Hayatı boyunca PR’ından başka, itibarını korumak ve sağlamlaştırmaktan başka iş yapmayan birçok kişi var ki dine yük olmaktan, şer yollarını açmaktan başka hiçbir işe yaramamışlardır. Zaten; küçük olsun bana ait olsun, gücüme dokunmasın zihniyetidir ki İslam’a kene gibi yapışan yanlış oluşumların yolunu açmıştır. Sapkın birçok oluşumun, örgütün çökme sebebi de bu boşluktur.
Evet, dini tebliğ ve irşadda, kitlelere ulaşmakta bilgilendirmede yeniden bir DİRİLME hamlesi başlatmak gerekiyor.
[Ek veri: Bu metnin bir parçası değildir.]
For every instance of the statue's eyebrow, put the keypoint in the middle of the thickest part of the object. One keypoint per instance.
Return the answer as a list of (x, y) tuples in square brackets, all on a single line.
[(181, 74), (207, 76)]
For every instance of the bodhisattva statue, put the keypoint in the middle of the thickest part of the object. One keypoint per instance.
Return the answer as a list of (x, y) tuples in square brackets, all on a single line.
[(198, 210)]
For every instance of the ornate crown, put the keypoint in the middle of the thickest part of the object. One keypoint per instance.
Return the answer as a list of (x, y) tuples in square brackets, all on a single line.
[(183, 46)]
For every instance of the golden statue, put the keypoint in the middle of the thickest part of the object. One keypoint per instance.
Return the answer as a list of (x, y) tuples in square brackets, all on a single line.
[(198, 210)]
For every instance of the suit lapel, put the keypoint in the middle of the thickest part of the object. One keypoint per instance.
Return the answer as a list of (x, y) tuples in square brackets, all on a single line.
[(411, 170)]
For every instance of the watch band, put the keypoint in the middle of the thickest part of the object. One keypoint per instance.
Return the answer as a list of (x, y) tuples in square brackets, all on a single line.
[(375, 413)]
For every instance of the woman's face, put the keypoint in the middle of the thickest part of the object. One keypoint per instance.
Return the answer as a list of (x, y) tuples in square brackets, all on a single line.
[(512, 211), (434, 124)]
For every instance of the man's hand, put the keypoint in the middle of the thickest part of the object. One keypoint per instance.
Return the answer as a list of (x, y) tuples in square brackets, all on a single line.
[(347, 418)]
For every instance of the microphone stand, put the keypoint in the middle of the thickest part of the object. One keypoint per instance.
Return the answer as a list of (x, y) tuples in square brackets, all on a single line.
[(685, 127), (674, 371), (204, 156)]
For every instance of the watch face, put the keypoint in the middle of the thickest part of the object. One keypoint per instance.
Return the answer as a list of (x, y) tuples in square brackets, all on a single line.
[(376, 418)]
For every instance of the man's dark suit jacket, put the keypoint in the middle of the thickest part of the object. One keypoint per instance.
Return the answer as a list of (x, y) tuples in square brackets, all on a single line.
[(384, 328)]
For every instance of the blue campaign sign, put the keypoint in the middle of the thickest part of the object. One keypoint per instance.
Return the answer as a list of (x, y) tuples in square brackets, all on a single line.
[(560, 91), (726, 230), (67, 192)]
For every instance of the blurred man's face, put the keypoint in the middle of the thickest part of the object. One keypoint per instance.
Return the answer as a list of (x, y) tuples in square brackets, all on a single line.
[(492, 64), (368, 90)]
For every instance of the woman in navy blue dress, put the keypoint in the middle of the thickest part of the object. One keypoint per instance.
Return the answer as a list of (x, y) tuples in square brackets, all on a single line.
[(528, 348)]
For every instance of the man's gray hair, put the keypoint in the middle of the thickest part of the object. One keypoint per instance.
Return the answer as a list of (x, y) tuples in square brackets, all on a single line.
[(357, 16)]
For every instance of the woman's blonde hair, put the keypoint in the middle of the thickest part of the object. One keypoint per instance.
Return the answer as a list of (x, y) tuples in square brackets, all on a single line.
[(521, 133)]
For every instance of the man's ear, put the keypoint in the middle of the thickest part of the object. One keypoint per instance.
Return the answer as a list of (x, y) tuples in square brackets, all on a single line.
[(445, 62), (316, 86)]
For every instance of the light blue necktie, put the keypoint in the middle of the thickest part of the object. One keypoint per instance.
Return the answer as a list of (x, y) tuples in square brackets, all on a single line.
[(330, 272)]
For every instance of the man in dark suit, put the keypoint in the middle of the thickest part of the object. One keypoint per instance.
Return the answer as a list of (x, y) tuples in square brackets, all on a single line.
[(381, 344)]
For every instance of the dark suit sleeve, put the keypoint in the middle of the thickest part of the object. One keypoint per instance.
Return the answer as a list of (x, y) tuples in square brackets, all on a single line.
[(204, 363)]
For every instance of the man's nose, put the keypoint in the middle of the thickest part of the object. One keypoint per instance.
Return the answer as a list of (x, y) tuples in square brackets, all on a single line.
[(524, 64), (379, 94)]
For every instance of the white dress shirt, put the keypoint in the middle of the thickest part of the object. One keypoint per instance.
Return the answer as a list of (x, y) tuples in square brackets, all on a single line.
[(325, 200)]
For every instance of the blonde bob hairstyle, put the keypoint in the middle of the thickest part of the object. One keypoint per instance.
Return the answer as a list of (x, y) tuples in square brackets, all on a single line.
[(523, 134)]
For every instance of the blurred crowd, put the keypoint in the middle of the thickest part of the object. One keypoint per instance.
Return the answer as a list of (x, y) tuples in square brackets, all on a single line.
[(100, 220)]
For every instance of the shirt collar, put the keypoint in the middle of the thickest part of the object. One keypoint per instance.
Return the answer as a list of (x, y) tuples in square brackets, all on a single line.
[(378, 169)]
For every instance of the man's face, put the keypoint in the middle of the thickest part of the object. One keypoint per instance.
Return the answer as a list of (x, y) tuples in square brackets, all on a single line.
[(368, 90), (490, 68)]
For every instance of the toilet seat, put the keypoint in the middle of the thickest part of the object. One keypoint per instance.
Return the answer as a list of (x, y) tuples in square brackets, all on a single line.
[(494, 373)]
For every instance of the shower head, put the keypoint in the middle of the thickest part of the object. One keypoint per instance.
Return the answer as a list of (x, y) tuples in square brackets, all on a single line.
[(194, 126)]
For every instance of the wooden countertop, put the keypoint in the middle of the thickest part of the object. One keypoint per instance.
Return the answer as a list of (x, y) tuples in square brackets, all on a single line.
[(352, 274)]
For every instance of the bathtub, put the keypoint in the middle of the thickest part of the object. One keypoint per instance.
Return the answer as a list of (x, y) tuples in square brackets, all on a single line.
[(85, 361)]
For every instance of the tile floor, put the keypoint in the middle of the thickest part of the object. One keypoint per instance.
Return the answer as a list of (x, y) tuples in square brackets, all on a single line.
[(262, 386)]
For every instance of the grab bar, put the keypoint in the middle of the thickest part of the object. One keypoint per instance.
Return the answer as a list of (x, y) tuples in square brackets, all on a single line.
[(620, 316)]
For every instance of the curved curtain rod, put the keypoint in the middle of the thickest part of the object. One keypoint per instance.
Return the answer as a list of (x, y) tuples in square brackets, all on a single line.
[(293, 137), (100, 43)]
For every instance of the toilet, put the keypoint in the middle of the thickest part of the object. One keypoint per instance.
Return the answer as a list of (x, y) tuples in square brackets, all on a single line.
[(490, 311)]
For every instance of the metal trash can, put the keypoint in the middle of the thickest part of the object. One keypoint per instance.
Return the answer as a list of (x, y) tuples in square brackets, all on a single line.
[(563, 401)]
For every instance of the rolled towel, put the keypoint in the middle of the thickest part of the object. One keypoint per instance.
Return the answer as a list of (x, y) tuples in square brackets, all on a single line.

Yeni Ensar, yeni muhacir lazım
Hz. Mus’ab’ın (r.a.) Medine’ye gittiği gibi bir manevi ve irfani yürüyüş başlatmak lazım. Yüce Allah’a ve şanlı Resul’e uymayan bütün ağırlıklardan kurtulup Salim bir kalple yola çıkmak lazım. Enaniyeti, hasedi, çıkarcılığı, insan kayırmayı, düşmanlığı, önyargıyı bir kenara iterek; tenhada, kimsenin olmadığı yerde kalbiyle muhasebe ederek yola çıkmak lazım. Yolun düzgünlüğünden belki daha az önemli olmayan şey yolcunun sadakatidir. Mekke ve Medine işte orada devesiyle geçen bir Hz. Muhammed (s.a.v.) ve yanında en sadık Hz. Ebu Bekir (r.a.) olmadıkça Hicret olabilir mi? Belki ‘Fetihten sonra hicret’ yoktur bu manevi çöküntüye bir göndermedir.
Yeni Ensar’a ihtiyaç var. Yeni muhacirlere ihtiyaç var. Minberde sarsıntı oluşturacak yüreklere ihtiyaç var. Gerisi, biz konuşur biz dinleriz.